Arthur griff schnell nach Annies Hand ,zog sie wieder näher an sich.

" Geht es hier wirklich nur darum Annie?
Um diesen dämlichen Deal mit Colm?" fragte Arthur , mit herausfordernden Blick in ihre Augen.

Er zog sie an seinen Oberkörper.

"Der Deal ist längst geplatzt Annie!
Ich habe deinen Verlobten getötet..du bist hier...bei mir.
Und .....ICH LEBE NOCH !" schrie er ihr die letzten Worte entgegen.

"JA...NOCH!" schrie Annie zurück und riss sich von ihm los.

"Ich gehe..." sagte sie leise ,drehte sich um und wollte gehen als Arthur erneut ihre Hand ergriff.
"Gut.
Wenn du es so wünscht!
Ich werde gehen!
Aber nur unter einer Bedingung!"

Annie drehte sich zurück zu ihm und sah ihn verwirrt an.

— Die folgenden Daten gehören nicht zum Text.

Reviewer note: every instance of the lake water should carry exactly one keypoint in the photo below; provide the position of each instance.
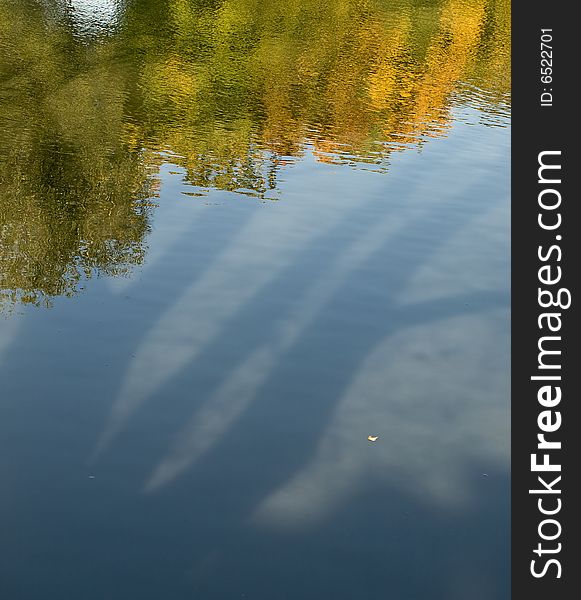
(238, 237)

" Du versprichst mir hier zu bleiben!
Und denk nicht mal daran auch nur in die Nähe dieses Drecksschweins zu kommen!
Colm denkt er sei schlau und hätte gewonnen...aber da hat er sich geschnitten. " zischte Arthur wütend.

"Arthur...." krächzte Annie und schüttelte den Kopf.

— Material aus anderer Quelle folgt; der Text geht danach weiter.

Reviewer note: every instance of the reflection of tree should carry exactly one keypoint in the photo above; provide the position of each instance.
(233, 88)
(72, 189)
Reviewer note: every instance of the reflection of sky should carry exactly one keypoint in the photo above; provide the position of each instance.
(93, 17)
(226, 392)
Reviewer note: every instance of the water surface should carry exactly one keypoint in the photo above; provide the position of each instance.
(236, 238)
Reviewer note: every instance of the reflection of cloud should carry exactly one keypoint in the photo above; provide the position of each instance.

"Tu das nicht..." ächzte sie leise, ängstlich.

Arthur ließ ihre Hand los und sah sich kurz um.

Die fragenden, neugierigen Blicke der anderen registrierend.

" Entweder ER oder ICH Annie....!
Du musst dich entscheiden!" sagte er leise ohne Annie eines weiteren Blickes zu würdigen , ging rüber zu den Grays , bat sie darum auf Annie acht zu geben, warf einen kurzen Blick zu ihr ,noch immer an der selben Stelle stehend, stieg auf sein Pferd und ritt los.

"Das hab ich doch längst...." flüsterte Annie leise , ihn hinterher sehend und wischte sich eine Träne von der Wange.